There will always be complications encountered by those pushing back through the generations in search of their family's history. That, at least, has become the case with Polly Firth, sister of my fourth great-grandmother Sally Firth. If she wasn't married twice, as one record I just found seems to indicate, then she has a name twin. I need to determine which one is the case for my ancestral line.
No sooner had I located a marriage record for Polly in her home county of Brunswick in Virginia than up popped an alternate proposal. On its face, it seemed likely that Polly Firth might have been married twice. A closer look, however, steers me clear of such an assumption. Here's what showed up as I searched for details on Polly's life.
First was a hint at Ancestry.com, indicating that Polly was married to someone named John Burch. To top that off, the record supposedly also contained the clincher that Polly was daughter of someone named Thomas Firth. Yes, I agreed, both my fourth great-grandmother Sally and her sister Polly were daughters of someone named Thomas Firth.
Following that hint was another. This time, the resource was a page gleaned from a book called Related Royal Families. This two-volume genealogy was compiled by Marilu Burch Smallwood and published in 1966. The book can be found at the FamilySearch Library. As a copy of the book was also scanned by the University of Virginia and can be digitally searched through Hathi Trust, it is fairly easy to access.
The Ancestry hint dropped me squarely at the top of page 154, where the first sentence asserts: "John Burch Jr. born 1758 died 1796 married Polly Firth." The entry goes on to explain that a transcription of Brunswick County marriage records had indicated that Polly Firth, daughter of Thomas, had been married to John Burch on May 30, 1782.
Indeed, there were other Ancestry hints providing transcriptions of this same assertion. Fortunately, some of those hints included the "FHL Film Number" which could lead me directly to a digitized copy of that same Brunswick County record from 1782. Naturally, I wanted to check that out.
Copying the film number, I logged on to my account at FamilySearch.org, clicked the "Search" tab to select "Records" from the drop-down menu, scrolled down the page to select "More Options." That opened up a new dialog box, where I zoomed straight to the option near the bottom, "Add Record Options." I selected the wordiest choice, "film/fiche/image group number (DGS)," and pasted the FHL Film Number I had gleaned from the Ancestry hint.
Up came an option, into which I entered the names I was seeking. Sure enough, it led me to a May 30, 1782, marriage record for John Burch and Polly Firth. And Polly's father was entered as Thomas Firth, just as the Ancestry hint had noted.
But could this be right? Could this actually be our Polly Firth, daughter of Thomas? How many father-daughter pairs of the same name could there be in a county of, at the time, twelve thousand people?
I couldn't say why, but something seemed off about this record. I decided to retrace my steps and review all the information I had gleaned about Polly and the Firth family. After all, despite lack of all the usual documentation we rely on for finding family later in the nineteenth and twentieth centuries, what little I had already found included a few pertinent details.

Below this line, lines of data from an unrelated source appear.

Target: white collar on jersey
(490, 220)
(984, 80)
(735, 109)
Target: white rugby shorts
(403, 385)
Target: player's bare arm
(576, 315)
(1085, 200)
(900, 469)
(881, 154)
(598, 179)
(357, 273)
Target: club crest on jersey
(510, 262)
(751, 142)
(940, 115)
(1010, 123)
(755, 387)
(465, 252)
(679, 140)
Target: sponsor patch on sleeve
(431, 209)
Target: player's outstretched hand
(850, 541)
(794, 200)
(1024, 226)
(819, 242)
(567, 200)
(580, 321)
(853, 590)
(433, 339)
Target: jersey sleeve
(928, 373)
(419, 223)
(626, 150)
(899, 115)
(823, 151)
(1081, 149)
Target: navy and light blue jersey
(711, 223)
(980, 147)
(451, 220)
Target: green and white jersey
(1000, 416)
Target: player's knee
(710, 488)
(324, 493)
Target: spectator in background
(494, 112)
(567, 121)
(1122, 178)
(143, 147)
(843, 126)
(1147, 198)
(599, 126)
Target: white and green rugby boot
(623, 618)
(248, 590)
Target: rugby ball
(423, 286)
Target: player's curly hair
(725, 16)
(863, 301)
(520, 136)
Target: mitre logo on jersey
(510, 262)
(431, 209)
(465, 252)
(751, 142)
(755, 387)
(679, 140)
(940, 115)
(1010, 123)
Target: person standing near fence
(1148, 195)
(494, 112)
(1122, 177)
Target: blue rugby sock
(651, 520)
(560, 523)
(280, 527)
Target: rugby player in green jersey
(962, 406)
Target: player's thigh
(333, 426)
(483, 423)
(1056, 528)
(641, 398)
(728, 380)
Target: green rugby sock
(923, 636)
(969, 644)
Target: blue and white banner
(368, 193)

The first record was the 1794 will of Polly's father, Thomas Firth. In that will, as I've already noted, all the Firth daughters were listed by their maiden names with the exception of one: Betsey Rawlings. If Polly had married John Burch in 1782, her father would have listed her by her married name, since he drew up his will subsequent to that wedding—even if her husband had died before her father's wishes were set to writing. She was, however, entered simply as Polly B. Firth.
There was, however, a second issue which surfaced as I reviewed the documents I had found. In the later marriage record for Polly, in which she was married to Howell Duggar in December of 1795, a note inserted in the record stated that on that date, Polly was twenty one years of age. If so, that would fix her year of birth at about 1774. Someone born during that year would only have been eight years of age in 1782, when our Polly supposedly married this John Burch. If, jumping back to the Smallwood genealogy, John Burch's wife had a son named Bazell in 1786, our Polly as his mother would have been twelve years of age—an unlikely scenario.
What seemed like an easy-to-accept suggestion from Ancestry turns out to be, at best, the case of name twins. Yes, finding two daughters in the same locale named Polly claiming a dad named Thomas Firth may seem to be a stretch, but apparently in Brunswick County, Virginia, it is far more likely that that was so, than that an eight year old child was given in marriage, even if it was to a descendant of royalty.